We need to challenge Lacan on this however, but from a point which surpasses his own knowledge of the case. In the first instance, it is not a simple word that Freud sees but a formula, and whilst it functions as a signifier in the sense that it is unhinged from any referent, Lacan nevertheless picks up on the associative connections which must have been familiar to Freud at the time – that trimethylamine is a decomposition product of sperm, for instance. In summing up his own analysis of the dream Lacan does not deviate far from that of Freud’s (though perhaps he was unaware of the alternative interpretation Freud provided for his dream in the 1908 letter to Abraham, cited in our comments on the first of these two chapters). Lacan’s reading is that Freud displaces his desire as a psychoanalyst onto the figures of the three doctors, who offer what becomes their interpretations of the cause of Irma’s suffering from within the dream itself.
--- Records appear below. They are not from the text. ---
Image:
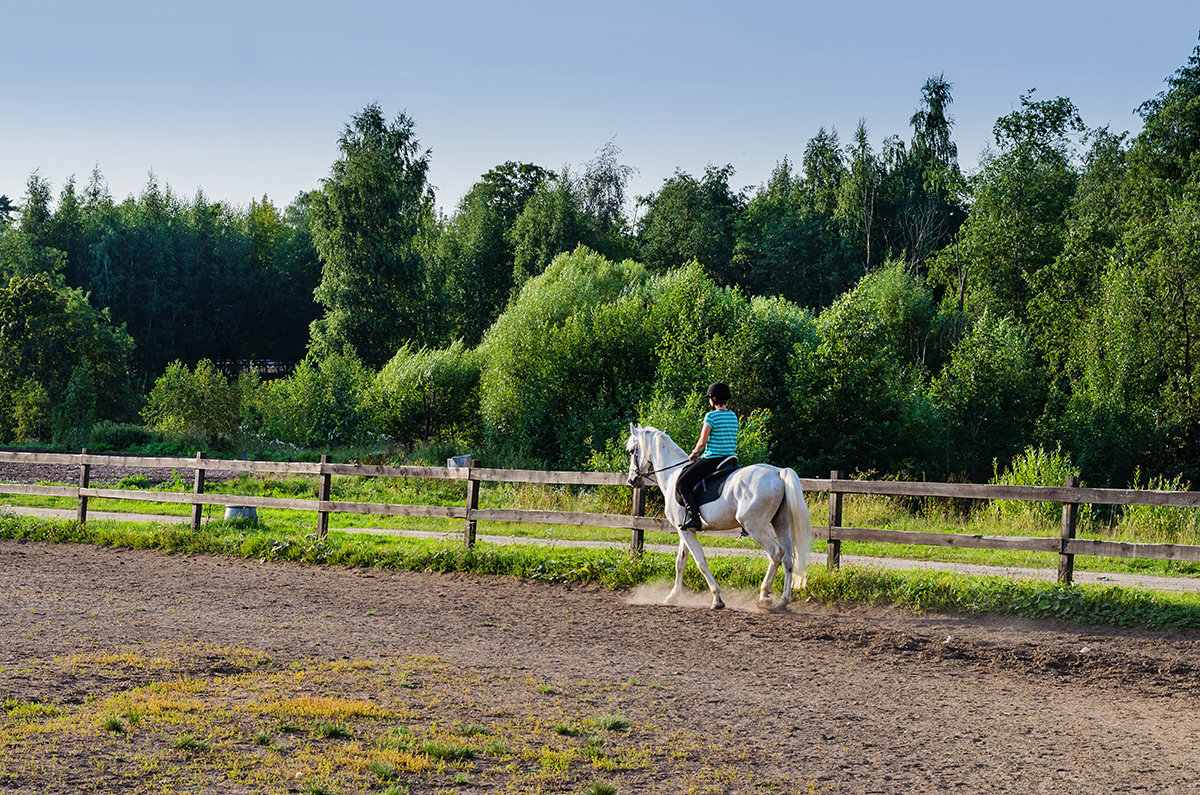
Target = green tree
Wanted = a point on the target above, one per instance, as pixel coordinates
(557, 368)
(988, 396)
(6, 210)
(1018, 222)
(370, 221)
(856, 387)
(51, 340)
(322, 404)
(199, 402)
(928, 210)
(427, 394)
(785, 247)
(550, 223)
(603, 187)
(691, 219)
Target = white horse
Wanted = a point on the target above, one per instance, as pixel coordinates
(766, 501)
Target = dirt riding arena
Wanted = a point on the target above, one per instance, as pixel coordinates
(863, 700)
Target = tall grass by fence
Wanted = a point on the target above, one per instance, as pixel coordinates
(1069, 496)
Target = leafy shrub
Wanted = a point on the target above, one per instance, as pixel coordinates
(322, 404)
(201, 402)
(1035, 467)
(426, 394)
(107, 435)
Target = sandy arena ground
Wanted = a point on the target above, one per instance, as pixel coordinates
(863, 700)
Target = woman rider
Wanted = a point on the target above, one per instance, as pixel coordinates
(718, 441)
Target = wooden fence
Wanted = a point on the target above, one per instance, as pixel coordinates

But returning to the enigmatic formula for trimethylamine, we can connect it not only to the sexual associations Freud himself notes – the ideas that Fliess “confided… to me on the subject of the chemistry of the sexual processes… [that]… one of the products of sexual metabolism was trimethylamine” – but also to the recurring sets of three that emerge in the dream (the three doctors, the three women, and the three sons of Jakob Freud). In 1968, the Freud researcher Joseph Sajner made what might be considered a very significant discovery whilst searching through the records in Freud’s birthplace of Frieberg. There he found evidence that Freud’s father had not two wives as previously thought, but three (Sajner, 1968). Whilst the evidence for this is only indicative, it is nonetheless extremely tantalising in respect to this dream. Could this be what the series of threes in the dream refer to? Was Freud himself even aware of his father’s first wife, or is this yet another example of trans-generational phenomena asserting themselves unconsciously through the displacement of the signifier? And, if so, did he not wish to acknowledge this, or did he just prefer an alternative explanation? And if so, which explanation – the one provided in The Interpretation of Dreams, or the one given to Abraham in the 1908 letter? Lacan’s interventions on this dream provide us with some very provocative insights, but the dream’s apogee - its enigmatic centrepiece - surely deserves further investigation.